Carta de Princípios do Fórum
Social Mundial
O Comitê de entidades brasileiras que idealizou e organizou o primeiro
Fórum Social Mundial, realizado em Porto Alegre de 25 a 30 de janeiro de 2001,
considera necessário e legítimo, após avaliar os resultados desse Fórum e as
expectativas que criou, estabelecer uma Carta de Princípios que oriente a
continuidade dessa iniciativa. Os Princípios contidos na Carta, a ser
respeitada por todos que queiram participar desse processo e organizar novas
edições do Fórum Social Mundial, consolidam as decisões que presidiram a
realização do Fórum de Porto Alegre e asseguraram seu êxito, e ampliam seu
alcance, definindo orientações que decorrem da lógica dessas decisões.

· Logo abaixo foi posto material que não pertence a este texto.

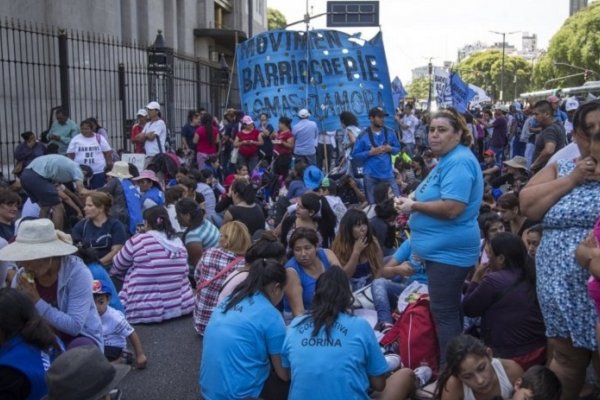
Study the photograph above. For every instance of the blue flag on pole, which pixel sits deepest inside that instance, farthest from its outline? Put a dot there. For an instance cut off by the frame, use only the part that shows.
(398, 92)
(461, 93)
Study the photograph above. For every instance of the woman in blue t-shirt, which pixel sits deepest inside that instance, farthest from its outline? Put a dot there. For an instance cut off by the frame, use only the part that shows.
(443, 220)
(243, 339)
(303, 269)
(332, 350)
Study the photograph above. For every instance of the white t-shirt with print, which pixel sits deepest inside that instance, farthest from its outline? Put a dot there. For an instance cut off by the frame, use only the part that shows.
(89, 151)
(115, 328)
(160, 129)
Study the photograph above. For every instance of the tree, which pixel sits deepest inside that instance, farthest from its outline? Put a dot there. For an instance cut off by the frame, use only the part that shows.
(484, 69)
(576, 43)
(275, 19)
(418, 88)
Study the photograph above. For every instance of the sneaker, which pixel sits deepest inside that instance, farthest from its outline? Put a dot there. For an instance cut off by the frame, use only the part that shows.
(393, 361)
(423, 375)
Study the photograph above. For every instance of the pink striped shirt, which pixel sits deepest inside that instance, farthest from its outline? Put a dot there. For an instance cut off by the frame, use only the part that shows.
(156, 286)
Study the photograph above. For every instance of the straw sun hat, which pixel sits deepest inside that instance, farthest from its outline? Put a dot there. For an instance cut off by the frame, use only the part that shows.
(36, 239)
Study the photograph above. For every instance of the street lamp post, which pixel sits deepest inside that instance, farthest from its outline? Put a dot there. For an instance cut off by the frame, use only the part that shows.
(503, 34)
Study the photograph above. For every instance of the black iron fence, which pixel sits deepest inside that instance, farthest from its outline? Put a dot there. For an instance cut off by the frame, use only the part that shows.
(94, 75)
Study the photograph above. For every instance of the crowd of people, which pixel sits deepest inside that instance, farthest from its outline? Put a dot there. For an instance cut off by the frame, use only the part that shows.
(297, 252)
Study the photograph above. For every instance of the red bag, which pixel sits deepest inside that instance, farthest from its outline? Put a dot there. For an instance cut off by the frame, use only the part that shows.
(415, 334)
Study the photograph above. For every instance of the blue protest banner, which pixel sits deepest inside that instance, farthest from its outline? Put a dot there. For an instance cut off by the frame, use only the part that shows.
(325, 71)
(398, 92)
(461, 93)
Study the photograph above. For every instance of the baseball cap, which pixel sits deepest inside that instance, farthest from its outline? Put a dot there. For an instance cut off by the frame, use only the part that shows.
(99, 288)
(153, 105)
(377, 112)
(304, 113)
(571, 104)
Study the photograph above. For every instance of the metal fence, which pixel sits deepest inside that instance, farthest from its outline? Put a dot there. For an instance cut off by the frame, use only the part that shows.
(94, 75)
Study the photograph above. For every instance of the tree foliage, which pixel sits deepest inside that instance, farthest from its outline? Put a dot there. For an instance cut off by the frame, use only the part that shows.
(418, 88)
(576, 43)
(484, 69)
(275, 19)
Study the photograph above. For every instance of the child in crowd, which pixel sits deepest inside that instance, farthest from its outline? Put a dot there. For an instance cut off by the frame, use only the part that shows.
(115, 328)
(472, 373)
(538, 383)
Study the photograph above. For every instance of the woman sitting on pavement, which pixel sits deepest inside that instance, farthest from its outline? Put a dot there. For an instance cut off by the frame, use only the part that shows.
(502, 293)
(303, 270)
(357, 249)
(58, 283)
(151, 189)
(312, 211)
(329, 334)
(104, 234)
(200, 233)
(26, 342)
(154, 266)
(244, 208)
(215, 266)
(266, 246)
(244, 337)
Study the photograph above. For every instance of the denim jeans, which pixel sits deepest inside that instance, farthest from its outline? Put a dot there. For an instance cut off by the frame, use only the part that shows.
(445, 292)
(370, 182)
(385, 297)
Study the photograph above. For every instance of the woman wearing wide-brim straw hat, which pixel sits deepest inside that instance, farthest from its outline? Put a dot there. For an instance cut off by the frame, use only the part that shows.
(58, 283)
(125, 196)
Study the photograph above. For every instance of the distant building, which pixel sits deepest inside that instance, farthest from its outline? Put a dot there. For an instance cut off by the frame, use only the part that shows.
(576, 5)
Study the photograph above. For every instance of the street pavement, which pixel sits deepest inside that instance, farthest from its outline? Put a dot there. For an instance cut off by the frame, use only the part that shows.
(173, 349)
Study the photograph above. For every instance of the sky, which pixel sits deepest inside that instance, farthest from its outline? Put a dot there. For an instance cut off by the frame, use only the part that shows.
(415, 30)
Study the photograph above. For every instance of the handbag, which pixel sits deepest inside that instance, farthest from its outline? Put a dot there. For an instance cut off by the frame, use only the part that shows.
(234, 155)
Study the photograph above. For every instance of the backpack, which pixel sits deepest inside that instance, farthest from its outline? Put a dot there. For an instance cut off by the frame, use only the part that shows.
(415, 334)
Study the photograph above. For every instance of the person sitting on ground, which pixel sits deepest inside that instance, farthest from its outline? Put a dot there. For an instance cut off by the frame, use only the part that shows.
(303, 269)
(200, 234)
(125, 195)
(84, 373)
(150, 188)
(99, 231)
(538, 383)
(330, 332)
(358, 251)
(215, 266)
(116, 331)
(39, 182)
(153, 265)
(266, 246)
(244, 208)
(313, 212)
(472, 373)
(58, 283)
(247, 331)
(26, 344)
(502, 293)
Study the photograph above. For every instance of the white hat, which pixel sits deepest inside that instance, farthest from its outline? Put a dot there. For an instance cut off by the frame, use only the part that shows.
(303, 113)
(120, 170)
(153, 105)
(36, 239)
(571, 104)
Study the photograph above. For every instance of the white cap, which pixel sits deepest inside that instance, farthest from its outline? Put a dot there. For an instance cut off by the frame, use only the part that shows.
(153, 105)
(571, 104)
(303, 113)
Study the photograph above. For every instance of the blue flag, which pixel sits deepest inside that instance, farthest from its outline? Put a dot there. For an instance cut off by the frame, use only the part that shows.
(398, 92)
(461, 93)
(324, 71)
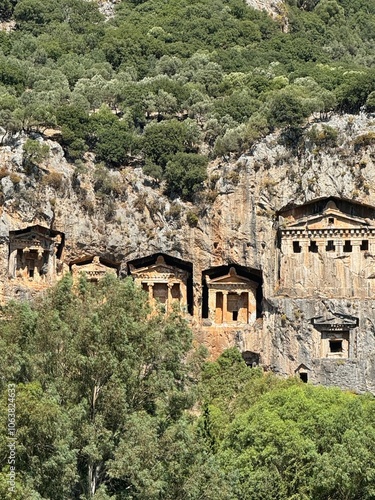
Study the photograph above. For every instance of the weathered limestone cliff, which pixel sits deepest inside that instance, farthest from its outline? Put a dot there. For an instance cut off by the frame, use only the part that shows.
(283, 283)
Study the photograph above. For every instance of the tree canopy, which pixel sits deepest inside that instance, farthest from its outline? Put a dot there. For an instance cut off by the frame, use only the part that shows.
(155, 65)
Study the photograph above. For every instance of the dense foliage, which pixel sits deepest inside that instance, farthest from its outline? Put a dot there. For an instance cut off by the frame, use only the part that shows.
(205, 77)
(113, 403)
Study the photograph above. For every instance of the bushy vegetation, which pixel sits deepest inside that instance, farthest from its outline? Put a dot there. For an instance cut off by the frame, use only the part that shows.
(165, 78)
(113, 403)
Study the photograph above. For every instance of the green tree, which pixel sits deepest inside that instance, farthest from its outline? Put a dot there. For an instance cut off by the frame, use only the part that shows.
(185, 174)
(162, 140)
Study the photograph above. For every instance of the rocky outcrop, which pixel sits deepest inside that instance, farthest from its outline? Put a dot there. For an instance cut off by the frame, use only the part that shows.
(122, 216)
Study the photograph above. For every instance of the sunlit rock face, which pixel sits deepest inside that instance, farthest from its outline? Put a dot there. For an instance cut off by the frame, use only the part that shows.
(280, 262)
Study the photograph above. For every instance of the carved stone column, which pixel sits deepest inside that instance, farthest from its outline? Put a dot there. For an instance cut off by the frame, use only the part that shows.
(211, 304)
(225, 306)
(168, 307)
(151, 293)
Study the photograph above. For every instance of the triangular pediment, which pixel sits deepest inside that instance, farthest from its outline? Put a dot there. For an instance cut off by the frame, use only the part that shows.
(302, 368)
(331, 217)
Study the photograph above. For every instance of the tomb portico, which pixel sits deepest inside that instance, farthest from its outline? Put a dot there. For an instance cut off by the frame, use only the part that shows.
(165, 284)
(94, 267)
(330, 253)
(231, 299)
(34, 255)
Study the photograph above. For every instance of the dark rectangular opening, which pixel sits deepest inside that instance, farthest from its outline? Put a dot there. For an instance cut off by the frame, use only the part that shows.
(296, 247)
(347, 246)
(330, 247)
(364, 245)
(313, 247)
(335, 345)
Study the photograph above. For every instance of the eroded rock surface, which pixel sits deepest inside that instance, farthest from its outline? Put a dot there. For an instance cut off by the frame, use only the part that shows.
(302, 325)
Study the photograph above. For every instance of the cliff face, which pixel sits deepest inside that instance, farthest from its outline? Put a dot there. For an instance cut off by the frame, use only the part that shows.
(123, 216)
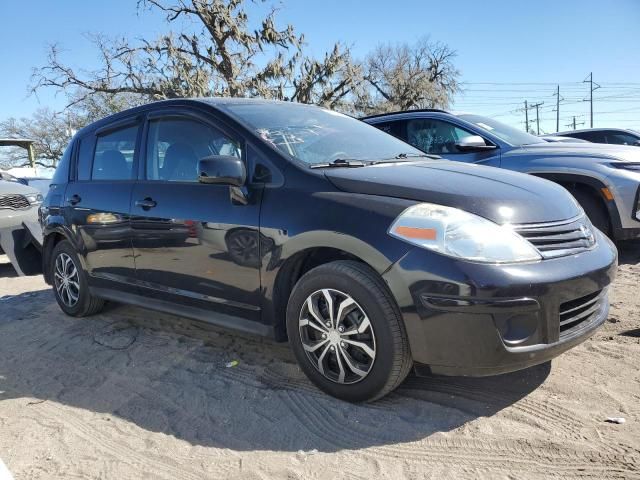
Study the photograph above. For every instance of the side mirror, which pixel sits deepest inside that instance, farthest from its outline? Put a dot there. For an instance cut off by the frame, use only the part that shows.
(222, 170)
(473, 143)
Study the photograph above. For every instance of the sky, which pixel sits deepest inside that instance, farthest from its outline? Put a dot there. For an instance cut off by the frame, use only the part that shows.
(507, 51)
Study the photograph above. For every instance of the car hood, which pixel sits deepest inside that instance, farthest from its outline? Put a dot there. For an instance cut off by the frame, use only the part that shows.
(625, 153)
(498, 195)
(7, 188)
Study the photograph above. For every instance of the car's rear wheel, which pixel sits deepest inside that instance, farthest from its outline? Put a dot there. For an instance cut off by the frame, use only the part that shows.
(70, 285)
(347, 332)
(595, 209)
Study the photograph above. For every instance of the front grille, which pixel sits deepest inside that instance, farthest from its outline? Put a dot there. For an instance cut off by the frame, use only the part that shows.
(581, 310)
(14, 201)
(557, 239)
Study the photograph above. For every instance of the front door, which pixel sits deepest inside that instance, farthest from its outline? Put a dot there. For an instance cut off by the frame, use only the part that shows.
(97, 202)
(194, 245)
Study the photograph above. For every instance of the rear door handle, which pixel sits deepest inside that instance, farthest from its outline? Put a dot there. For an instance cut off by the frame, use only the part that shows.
(146, 204)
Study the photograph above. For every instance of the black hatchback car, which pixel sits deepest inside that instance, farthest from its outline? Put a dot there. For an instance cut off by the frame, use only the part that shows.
(299, 223)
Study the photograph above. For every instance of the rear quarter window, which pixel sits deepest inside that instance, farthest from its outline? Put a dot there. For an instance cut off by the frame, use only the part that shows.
(61, 174)
(85, 157)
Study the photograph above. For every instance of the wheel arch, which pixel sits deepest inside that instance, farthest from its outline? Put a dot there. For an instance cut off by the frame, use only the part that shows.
(302, 256)
(52, 236)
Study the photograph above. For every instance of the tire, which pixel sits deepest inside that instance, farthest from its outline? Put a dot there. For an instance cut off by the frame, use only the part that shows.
(595, 209)
(65, 264)
(362, 291)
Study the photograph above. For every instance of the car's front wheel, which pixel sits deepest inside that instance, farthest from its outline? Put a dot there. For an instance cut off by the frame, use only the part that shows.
(70, 285)
(347, 333)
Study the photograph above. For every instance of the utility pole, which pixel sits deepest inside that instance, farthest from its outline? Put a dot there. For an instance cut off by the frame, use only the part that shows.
(592, 88)
(558, 99)
(573, 124)
(537, 106)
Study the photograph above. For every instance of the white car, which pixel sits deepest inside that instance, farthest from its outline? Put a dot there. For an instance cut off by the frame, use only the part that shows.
(20, 232)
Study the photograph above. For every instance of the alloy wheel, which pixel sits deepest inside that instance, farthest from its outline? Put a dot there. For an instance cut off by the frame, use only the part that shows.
(66, 279)
(337, 336)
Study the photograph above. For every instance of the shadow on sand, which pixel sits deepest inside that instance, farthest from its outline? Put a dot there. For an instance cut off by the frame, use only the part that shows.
(169, 375)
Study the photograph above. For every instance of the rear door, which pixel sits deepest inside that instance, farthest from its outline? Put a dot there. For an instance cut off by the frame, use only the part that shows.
(194, 244)
(97, 201)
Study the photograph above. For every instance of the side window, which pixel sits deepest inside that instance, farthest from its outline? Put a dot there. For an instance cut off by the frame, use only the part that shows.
(85, 158)
(175, 145)
(621, 138)
(595, 137)
(114, 154)
(434, 136)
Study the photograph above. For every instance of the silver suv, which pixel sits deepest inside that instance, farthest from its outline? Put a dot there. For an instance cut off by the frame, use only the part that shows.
(605, 179)
(20, 232)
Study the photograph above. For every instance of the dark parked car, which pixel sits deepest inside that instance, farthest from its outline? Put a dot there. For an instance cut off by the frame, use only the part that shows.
(605, 179)
(299, 223)
(615, 136)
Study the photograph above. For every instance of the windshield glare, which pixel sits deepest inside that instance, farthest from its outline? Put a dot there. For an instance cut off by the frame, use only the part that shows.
(511, 135)
(316, 135)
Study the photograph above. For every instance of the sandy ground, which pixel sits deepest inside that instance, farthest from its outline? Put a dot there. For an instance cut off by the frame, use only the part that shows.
(133, 394)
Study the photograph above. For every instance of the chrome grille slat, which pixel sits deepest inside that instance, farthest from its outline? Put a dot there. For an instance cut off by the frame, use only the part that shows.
(580, 315)
(575, 235)
(14, 201)
(557, 239)
(586, 304)
(576, 312)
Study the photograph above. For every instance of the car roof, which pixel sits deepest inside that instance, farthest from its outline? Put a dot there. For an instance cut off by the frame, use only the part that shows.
(214, 102)
(416, 110)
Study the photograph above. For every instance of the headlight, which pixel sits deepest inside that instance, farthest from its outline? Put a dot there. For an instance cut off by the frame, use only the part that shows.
(34, 198)
(461, 234)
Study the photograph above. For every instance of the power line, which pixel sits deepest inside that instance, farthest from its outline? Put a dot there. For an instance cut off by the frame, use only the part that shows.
(591, 90)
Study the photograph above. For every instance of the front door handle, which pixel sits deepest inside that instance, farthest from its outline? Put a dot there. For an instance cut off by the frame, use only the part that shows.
(146, 204)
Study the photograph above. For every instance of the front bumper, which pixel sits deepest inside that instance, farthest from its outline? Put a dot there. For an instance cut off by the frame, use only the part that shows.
(466, 318)
(21, 239)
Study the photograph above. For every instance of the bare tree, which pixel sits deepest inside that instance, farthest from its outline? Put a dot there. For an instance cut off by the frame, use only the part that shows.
(403, 77)
(51, 132)
(220, 57)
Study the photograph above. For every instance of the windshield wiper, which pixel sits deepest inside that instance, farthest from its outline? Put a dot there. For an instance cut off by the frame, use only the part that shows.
(417, 155)
(406, 157)
(340, 162)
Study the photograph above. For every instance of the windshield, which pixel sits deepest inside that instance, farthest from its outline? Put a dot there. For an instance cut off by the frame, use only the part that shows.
(315, 135)
(511, 135)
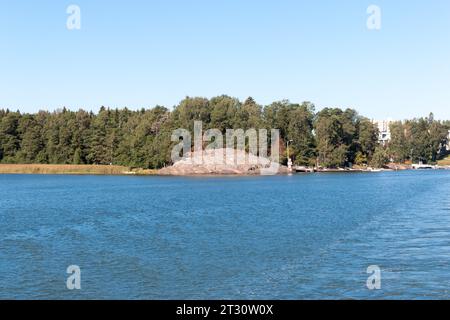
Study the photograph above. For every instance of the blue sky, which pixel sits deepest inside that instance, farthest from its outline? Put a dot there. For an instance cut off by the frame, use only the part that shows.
(143, 53)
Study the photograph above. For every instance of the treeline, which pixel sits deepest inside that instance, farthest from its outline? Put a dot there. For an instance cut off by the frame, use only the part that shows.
(330, 137)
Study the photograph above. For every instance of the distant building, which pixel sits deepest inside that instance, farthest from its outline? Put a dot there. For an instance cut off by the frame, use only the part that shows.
(384, 131)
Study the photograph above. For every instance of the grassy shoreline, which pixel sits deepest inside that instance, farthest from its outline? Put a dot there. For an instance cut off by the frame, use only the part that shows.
(70, 169)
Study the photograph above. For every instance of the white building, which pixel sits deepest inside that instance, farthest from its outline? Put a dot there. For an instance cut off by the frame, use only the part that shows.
(384, 130)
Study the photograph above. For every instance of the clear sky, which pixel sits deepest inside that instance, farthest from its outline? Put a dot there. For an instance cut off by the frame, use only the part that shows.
(143, 53)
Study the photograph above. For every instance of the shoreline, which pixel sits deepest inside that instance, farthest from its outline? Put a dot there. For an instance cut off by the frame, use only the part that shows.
(69, 169)
(111, 170)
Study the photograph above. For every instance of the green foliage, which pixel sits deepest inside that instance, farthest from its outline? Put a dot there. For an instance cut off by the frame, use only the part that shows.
(380, 158)
(331, 137)
(421, 139)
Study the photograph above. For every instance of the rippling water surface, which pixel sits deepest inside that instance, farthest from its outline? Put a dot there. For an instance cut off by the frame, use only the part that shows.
(297, 237)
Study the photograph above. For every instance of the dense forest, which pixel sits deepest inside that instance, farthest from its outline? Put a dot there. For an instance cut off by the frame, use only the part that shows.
(332, 137)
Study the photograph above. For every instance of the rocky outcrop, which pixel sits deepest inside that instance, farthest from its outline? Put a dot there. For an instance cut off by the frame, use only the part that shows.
(222, 162)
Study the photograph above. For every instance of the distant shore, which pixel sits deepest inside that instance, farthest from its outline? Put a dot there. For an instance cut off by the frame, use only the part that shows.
(111, 170)
(70, 169)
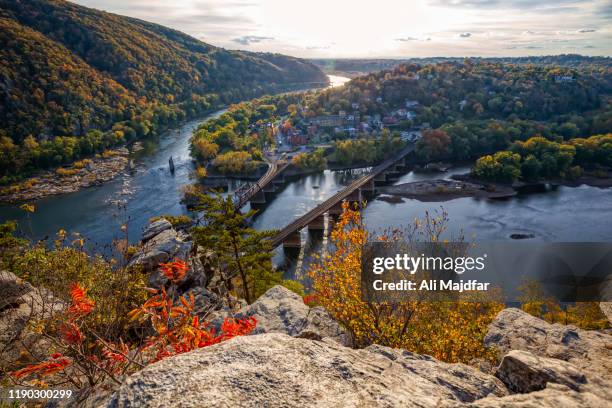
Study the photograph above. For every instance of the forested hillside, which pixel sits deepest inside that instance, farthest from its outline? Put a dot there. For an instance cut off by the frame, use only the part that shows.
(356, 66)
(74, 80)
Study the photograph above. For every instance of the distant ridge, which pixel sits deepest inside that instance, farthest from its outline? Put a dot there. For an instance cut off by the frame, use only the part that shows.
(66, 69)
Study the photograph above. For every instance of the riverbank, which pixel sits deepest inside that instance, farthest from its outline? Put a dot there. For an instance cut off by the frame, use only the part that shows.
(603, 180)
(445, 190)
(82, 174)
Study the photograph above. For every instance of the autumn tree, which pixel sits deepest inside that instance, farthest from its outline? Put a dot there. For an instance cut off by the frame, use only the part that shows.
(245, 253)
(450, 331)
(434, 144)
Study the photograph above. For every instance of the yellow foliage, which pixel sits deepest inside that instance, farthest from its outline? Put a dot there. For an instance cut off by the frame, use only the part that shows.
(61, 171)
(449, 331)
(201, 172)
(586, 315)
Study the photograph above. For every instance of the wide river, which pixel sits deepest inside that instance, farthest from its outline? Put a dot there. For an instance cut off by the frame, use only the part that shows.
(561, 214)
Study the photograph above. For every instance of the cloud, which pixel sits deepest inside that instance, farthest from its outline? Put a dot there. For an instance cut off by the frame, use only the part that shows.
(408, 39)
(504, 4)
(251, 39)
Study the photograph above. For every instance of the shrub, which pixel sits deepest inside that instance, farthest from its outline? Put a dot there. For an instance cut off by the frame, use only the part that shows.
(449, 331)
(81, 355)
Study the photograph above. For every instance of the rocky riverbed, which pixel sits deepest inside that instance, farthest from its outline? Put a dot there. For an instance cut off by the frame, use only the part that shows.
(70, 179)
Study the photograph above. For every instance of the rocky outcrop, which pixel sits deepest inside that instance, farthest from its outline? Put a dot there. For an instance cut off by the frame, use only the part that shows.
(155, 228)
(550, 365)
(554, 396)
(163, 246)
(99, 169)
(606, 308)
(524, 372)
(296, 359)
(590, 351)
(276, 370)
(280, 310)
(20, 304)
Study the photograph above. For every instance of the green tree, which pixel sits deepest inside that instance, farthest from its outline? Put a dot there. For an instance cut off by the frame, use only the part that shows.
(245, 253)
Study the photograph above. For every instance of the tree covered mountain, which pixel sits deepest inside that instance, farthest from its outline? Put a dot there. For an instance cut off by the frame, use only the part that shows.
(68, 71)
(359, 66)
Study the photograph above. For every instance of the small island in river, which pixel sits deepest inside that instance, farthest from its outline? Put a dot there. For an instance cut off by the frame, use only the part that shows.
(444, 190)
(84, 173)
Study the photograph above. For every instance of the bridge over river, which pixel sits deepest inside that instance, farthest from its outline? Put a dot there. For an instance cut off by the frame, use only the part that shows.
(354, 192)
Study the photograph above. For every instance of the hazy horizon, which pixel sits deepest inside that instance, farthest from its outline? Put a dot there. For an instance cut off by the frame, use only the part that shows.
(386, 28)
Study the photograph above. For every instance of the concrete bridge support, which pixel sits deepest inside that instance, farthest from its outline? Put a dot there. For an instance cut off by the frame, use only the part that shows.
(380, 179)
(293, 241)
(318, 224)
(355, 199)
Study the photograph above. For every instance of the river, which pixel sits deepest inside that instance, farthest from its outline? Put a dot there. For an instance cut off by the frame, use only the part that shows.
(560, 214)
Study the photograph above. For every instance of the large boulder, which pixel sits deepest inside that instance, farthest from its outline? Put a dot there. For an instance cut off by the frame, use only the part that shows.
(553, 396)
(543, 355)
(524, 372)
(155, 228)
(280, 310)
(466, 383)
(20, 304)
(160, 243)
(276, 370)
(606, 308)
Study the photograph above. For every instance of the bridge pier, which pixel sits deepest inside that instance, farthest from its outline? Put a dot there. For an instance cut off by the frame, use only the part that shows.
(258, 200)
(354, 199)
(380, 179)
(318, 224)
(336, 210)
(368, 189)
(293, 241)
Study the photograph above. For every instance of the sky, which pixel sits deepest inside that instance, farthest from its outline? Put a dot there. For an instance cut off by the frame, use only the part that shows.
(385, 28)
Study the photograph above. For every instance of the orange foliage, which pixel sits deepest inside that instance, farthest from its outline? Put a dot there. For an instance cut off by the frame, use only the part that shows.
(178, 328)
(174, 271)
(449, 331)
(81, 304)
(54, 365)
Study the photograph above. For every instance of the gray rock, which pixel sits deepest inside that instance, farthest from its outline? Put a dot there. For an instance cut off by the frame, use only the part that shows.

1. O Fórum Social Mundial é um espaço aberto de encontro para o
aprofundamento da reflexão, o debate democrático de idéias, a formulação de
propostas, a troca livre de experiências e a articulação para ações eficazes,
de entidades e movimentos da sociedade civil que se opõem ao neoliberalismo e
ao domínio do mundo pelo capital e por qualquer forma de imperialismo, e estão
empenhadas na construção de uma sociedade planetária orientada a uma relação
fecunda entre os seres humanos e destes com a Terra.
2. O Fórum Social Mundial de Porto Alegre foi um evento localizado no
tempo e no espaço. A partir de agora, na certeza proclamada em Porto Alegre de
que "um outro mundo é possível", ele se torna um processo permanente
de busca e construção de alternativas, que não se reduz aos eventos em que se
apóie.
3. O Fórum Social Mundial é um processo de caráter mundial. Todos os
encontros que se realizem como parte desse processo têm dimensão internacional.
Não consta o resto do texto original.